Il documentario "Gay... et aprés?" di Jean-Baptiste Erreca (Francia 2007) è tecnicamente molto affascinante, con una inquietante predilezione per le scene notturne, capaci di fondersi: dalle luci al neon di una New York festaiola, al fascio illuminato roteante sopra una Parigi stanca, oltre che i lampioni di una Pechino troppo impegnata a parificarsi con l'Occidente ma incapace di risolvere i conflitti con i propri fantasmi. Ma non solo queste città: anche Madrid, Berlino e L'Havana hanno qualcosa da offrire e da far scoprire. Forse troppo: una nudità che spinge verso la ricerca di un pudore, o di una risoluzione attraverso la concettualizzazione della propria identità.
Perchè, alla fine, quello che emerge non è altro che la contraddizione esistente all'interno del fantomatico (e reale?) movimento gay, lesbico transgender. Tante voci, tante opinioni, una sola realtà: l'identità nominata diventa l'unico mezzo per evitare di perdersi nella miriade di vite ed esistenze che l'epoca postmoderna ha prodotto. Nella paura di perdersi, e nell'angoscia della solitudine, l'unica possibilità risulta quindi l'immedesimazione totale in quel modello che, nato come rivoluzione alla costrizione sociale, diventa anch'esso norma. Risulta quindi emblematica la posizione di Emmanuel Blanc: fondatore di Gaylib in Francia, strenuo sostenitore di Sarkozy e, nello stesso tempo, incapace di rendersi conto che il suo appoggio viene totalmente ignorato. O forse non lo vuole ammettere, specie se la sua vita non diventa altro che quella posizione.

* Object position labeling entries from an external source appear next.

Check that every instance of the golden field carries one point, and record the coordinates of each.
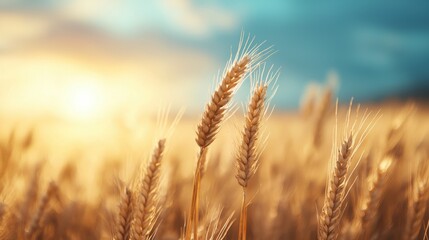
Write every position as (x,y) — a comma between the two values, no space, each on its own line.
(356,172)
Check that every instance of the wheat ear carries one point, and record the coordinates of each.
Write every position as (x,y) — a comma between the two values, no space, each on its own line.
(41,208)
(417,210)
(247,158)
(123,231)
(332,208)
(377,184)
(215,111)
(145,209)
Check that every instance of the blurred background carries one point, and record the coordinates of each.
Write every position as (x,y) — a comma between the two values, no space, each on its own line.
(86,61)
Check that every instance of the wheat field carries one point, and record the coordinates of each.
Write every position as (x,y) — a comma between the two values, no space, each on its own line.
(325,171)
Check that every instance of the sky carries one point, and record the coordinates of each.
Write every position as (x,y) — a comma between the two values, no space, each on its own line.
(77,56)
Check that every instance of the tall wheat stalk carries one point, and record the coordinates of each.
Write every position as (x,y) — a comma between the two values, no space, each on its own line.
(247,157)
(215,111)
(123,231)
(145,209)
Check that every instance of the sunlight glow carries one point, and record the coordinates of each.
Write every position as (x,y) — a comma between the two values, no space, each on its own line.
(84,101)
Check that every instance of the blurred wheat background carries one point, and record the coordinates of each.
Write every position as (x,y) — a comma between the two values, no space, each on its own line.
(214,120)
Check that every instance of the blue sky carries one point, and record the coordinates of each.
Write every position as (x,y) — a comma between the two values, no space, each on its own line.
(378,49)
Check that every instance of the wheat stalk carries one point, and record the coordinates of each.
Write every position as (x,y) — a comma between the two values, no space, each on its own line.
(332,207)
(41,208)
(125,216)
(417,210)
(377,184)
(247,158)
(145,209)
(215,111)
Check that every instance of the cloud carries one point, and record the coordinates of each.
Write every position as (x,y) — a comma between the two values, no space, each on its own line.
(134,73)
(199,20)
(20,27)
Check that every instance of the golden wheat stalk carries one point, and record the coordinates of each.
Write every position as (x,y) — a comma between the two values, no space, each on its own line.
(332,208)
(145,209)
(41,208)
(247,157)
(417,209)
(247,57)
(123,231)
(377,184)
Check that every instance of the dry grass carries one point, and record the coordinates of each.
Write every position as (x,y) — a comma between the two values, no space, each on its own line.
(373,185)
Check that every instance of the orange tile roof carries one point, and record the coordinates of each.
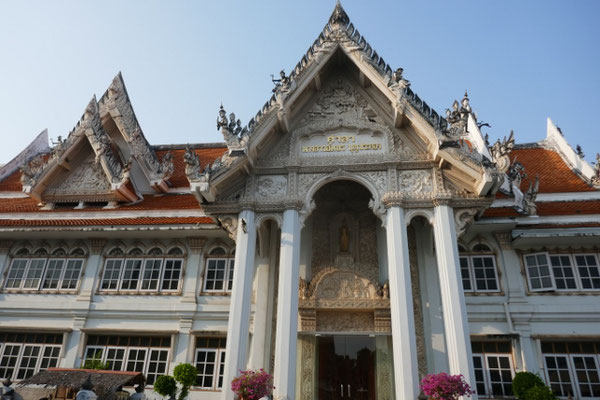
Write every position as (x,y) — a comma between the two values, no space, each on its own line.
(205,155)
(550,209)
(150,202)
(555,175)
(565,226)
(109,221)
(12,182)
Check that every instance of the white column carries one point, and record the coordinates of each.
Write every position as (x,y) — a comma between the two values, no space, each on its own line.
(92,269)
(192,269)
(456,325)
(406,373)
(287,308)
(73,345)
(257,347)
(239,308)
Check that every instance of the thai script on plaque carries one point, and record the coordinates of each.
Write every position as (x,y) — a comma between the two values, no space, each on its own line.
(342,144)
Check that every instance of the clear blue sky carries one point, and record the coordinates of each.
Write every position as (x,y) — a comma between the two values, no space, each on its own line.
(520,60)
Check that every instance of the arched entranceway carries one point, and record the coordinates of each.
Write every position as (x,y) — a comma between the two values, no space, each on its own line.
(344,333)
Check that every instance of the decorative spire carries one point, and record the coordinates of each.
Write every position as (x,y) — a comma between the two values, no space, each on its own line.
(339,16)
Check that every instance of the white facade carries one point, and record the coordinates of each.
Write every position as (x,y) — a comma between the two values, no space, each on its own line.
(349,241)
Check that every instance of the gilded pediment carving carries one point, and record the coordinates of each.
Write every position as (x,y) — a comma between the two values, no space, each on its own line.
(88,178)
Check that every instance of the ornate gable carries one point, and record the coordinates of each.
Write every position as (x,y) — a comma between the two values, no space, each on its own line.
(104,158)
(344,106)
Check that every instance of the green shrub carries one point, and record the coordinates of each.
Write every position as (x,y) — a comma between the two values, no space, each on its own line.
(95,363)
(165,385)
(539,393)
(184,374)
(524,381)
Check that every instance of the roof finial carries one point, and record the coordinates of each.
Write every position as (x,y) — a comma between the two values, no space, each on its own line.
(339,16)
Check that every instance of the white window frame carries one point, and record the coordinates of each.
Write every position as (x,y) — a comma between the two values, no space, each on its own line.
(576,267)
(139,286)
(570,370)
(471,270)
(19,356)
(44,274)
(126,357)
(143,274)
(219,360)
(551,274)
(574,371)
(573,267)
(227,277)
(486,373)
(162,278)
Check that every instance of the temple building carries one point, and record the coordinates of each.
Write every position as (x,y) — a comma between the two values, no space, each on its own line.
(348,239)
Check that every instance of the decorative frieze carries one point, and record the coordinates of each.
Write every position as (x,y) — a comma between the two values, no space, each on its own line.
(270,186)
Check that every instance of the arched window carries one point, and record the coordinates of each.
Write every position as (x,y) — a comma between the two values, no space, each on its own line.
(59,271)
(176,251)
(139,273)
(136,251)
(478,269)
(155,251)
(218,277)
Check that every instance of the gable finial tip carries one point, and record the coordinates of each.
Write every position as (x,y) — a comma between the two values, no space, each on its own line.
(339,15)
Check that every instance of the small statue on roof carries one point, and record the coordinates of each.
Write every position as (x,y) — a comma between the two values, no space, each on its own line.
(501,150)
(58,147)
(398,78)
(457,118)
(281,82)
(596,178)
(235,136)
(529,206)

Ma l'accento globale del documentario non viene posto, o interpretato, solo su un piano esistenziale, ma, soprattutto, su un piano economico. Il mondo cambia, cambia in fretta: il mercato e le sue regole si impongono come centro d'attrazione per le generazioni e, nel contempo, nelle identità. Il postgay non può che intrecciarsi nel postcapitalismo: il consumismo dei beni come consumismo delle rivendicazioni. La discriminazione come strumento tecnocratico per sfuggire, ancora una volta, alla paura della solitudine, provocata anch'essa dal new marketing. La discriminazione come oggetto per sentirsi se stessi. Una svendita: e nelle parole di Amanda Lepore, storica trans vip-festaiola nella scena newyorkese (nella foto in alto con il rapper Cazwell), si ritrova il senso stesso di un pensiero ora troppo perseguito. Ossia la generazione di una lobby economica, non solo sociale. I soldi che comprano tutto: la vita, i corpi, la libertà. Venghino signori venghino.
Stessi pensieri, città diversa: Madrid. Epoca zapateriana, la conclamata era della libertà. Una coppia. Trans. Entrambi. Lui scappato dal suo paese. Lei non si capisce nulla di cosa vuole dalla sua vita. Prosegue a vivere cucinando per il suo boy. Lavoricchia qua e là. Non si sa se è felice oppure no. Sa solo che è donna. Con i documenti a posto. Evviva la libertà... se questo è il massimo che il transgender ci offre. A quando il post transgender?
Per questi motivi, gli emblemi del documentario si ergono su due personaggi. Il primo, Cui Zi'en, insegnante di cinema a Pechino esonerato dalla sua attività, fa emergere la sua solitudine senza colpe o senza inganni. Nudo: attorno il mondo. L'altro, Philip Tanzer, il leather man di Berlino (vedi foto a lato), corazzato dai suoi tatuaggi, uno scudo contro la rivendicazione e un processo di postnormalizzazione. Una solitudine suadente, affascinante e tremendamente sexy. Un giorno, dice, ci sarà sulla scena un nuovo movimento gay, ma anche quello non mi piacerà.
Chissà a chi piacerà?
Milesmood
Trans significa attraverso, quindi movimento, invece oggi l'dentità delle trans è una cosa ferma e statica. W il posttrans!